Sunday, November 29, 2015

Greddy EMU software in WINE part 2

Part two of trying to get the Greddy EMU to work in Linux

I transferred over to my laptop as the desktop isn't close enough to the work bench's power supply to power up the Greddy EMU for testing.



Installed Oracle VM VirtualBox, and spun up an Ubuntu 14.04 LTS 32Bit system, installed Wine and Greddy EMU software as listed in part 1.

I opened up the EMU to find the USB chip is a Silicon Labs CP2101 (or they list as CP210x).  Going to Silicon Lab's website was almost cause for double joy--- Updated drivers up to Windows 8 64bit AND Linux drivers.  I'm thinking I'm not closer to getting the EMU to work in both Windows and Linux-- oh it can never ever be that easy....

Installed the Windows driver repeatedly in Windows 10 64 bit, but could never get the EMU software to communicate despite trying from various angles.  I'm a linux noob so installing the Linux driver has me lost, I tried to follow the driver's release notes:

Ubuntu:
1. make ( your cp210x driver )
2. cp cp210x.ko to /lib/modules/<kernel-version>/kernel/drivers/usb/
serial
3. insmod /lib/modules/<kernel version>/kernel/drivers/usb/serial/
usbserial.ko
4. insmode cp210x.ko
Of note, already unpacked the driver's zip in a folder I made in the desktop via mkdir token/EMU

Find linux kernel via uname -r command, googled cp and insmod to gain some understanding on what I'm calling upon.

I think I got up to step 4 successfully, but am actually lost at 4, as I try that command in various possible applicable paths with no results.
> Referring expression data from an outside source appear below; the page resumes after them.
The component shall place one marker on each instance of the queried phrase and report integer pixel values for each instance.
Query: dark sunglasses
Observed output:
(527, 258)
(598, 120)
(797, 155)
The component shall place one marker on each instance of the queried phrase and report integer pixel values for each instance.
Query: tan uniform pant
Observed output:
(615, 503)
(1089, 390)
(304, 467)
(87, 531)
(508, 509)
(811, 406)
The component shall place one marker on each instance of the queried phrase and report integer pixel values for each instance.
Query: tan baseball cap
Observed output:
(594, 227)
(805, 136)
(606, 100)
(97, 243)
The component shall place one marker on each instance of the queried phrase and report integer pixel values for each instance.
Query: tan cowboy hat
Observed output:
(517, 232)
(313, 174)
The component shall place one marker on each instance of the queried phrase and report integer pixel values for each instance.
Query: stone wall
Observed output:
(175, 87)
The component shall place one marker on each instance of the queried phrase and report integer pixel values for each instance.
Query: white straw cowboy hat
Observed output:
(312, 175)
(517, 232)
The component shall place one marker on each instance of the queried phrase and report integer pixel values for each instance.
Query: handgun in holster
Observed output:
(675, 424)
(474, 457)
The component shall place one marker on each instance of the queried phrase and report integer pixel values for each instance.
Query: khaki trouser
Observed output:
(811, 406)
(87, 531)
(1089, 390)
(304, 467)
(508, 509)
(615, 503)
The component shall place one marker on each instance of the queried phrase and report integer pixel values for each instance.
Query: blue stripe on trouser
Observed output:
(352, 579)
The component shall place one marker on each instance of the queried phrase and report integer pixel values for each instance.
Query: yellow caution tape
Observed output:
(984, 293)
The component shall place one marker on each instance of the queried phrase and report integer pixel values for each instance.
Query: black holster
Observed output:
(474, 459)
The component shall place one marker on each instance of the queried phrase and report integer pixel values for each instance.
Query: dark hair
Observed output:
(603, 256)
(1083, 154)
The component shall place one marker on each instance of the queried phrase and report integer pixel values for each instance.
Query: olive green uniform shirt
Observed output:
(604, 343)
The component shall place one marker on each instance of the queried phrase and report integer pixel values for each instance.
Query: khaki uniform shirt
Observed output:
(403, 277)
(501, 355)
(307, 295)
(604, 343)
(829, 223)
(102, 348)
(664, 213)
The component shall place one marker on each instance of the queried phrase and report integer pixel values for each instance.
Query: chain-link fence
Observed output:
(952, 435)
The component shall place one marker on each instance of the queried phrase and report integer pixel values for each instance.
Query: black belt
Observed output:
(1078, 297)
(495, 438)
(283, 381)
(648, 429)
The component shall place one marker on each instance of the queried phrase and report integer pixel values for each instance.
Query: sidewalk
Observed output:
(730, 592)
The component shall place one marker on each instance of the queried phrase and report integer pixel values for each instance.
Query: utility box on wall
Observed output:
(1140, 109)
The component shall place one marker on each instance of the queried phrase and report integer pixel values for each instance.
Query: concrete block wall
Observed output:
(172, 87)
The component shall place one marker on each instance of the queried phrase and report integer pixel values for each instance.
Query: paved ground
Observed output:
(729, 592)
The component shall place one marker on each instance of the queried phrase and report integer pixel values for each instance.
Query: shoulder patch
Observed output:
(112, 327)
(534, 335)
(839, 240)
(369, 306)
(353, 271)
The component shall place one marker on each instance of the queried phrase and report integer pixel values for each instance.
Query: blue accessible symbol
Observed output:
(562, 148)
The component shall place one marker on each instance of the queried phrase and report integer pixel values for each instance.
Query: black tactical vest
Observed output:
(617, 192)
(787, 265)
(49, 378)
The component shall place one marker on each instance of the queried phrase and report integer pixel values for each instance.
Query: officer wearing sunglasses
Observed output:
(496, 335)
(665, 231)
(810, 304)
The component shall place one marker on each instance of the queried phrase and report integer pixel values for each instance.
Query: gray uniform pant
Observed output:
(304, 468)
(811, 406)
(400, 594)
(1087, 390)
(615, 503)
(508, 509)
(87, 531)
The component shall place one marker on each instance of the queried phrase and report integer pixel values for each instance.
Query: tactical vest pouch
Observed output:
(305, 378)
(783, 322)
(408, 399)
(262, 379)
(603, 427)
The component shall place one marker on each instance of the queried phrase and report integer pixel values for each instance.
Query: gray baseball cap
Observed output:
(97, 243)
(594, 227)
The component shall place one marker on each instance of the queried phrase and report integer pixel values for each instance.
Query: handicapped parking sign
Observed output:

So ultimate fail, still cannot get any driver/USB connectivity to work on the various OS's. 

Sunday, November 15, 2015

Greddy EMU software in WINE part 1

Greddy makes a great engine management piggyback, the EMU- but they are not fans of updating the software and drivers, so if your using a Windows 64bit system, your out of luck connecting to and tuning the unit- and they never did support Linux.  With Windows XP and the laptops they rode in on going the way of the dinosaurs, I've been keeping a very old laptop alive just to be able to tune my EMU, but I'd like some alternatives so its no longer a single point of failure, and its just a pain to keep this big 14" laptop around for no other reason but a rare tuning need.

A work around I've seen some run is a) some people run the 32 bit version of Windows 7 or b) run a VM of XP.

I do not want to do 'a' or 'b' for the same reason, I do not want to run illegitimate ISOs or pay for a new Win7 or XP licence.  So unto making an option 'c'.

I spun up a VM of Ubuntu 14.04 and loaded up WINE, a program that does a very good job of running Windows programs within Linux.  I had tried this years ago, but it looked like Wine still had a ways to go.

To download a copy of the EMU software, this site has long had a repository- http://revspec.com/Ultimate.htm  I can't tell you how many times I've had to use this site to download the software when in a bind.

From there, you can download the update to 2.20 from Greddy's site.

In Ubuntu, extract the EMU software into a folder of  your choice, and double click on setup.exe and use the WINE option to run-- you'll soon see the familiar Windows installation process.

This wasn't error free, there is ascii that gets jumbled up, and multible error windows from WINE when loading up, but in the end, there it was, the EMU GUI running inside Ubuntu 32bit 14.04.

I'm not out of the woods yet-- I will now have to test actually connecting to an EMU- using drivers meant for a Windows machine...

Is this going to spell the end to my ancient XP machine?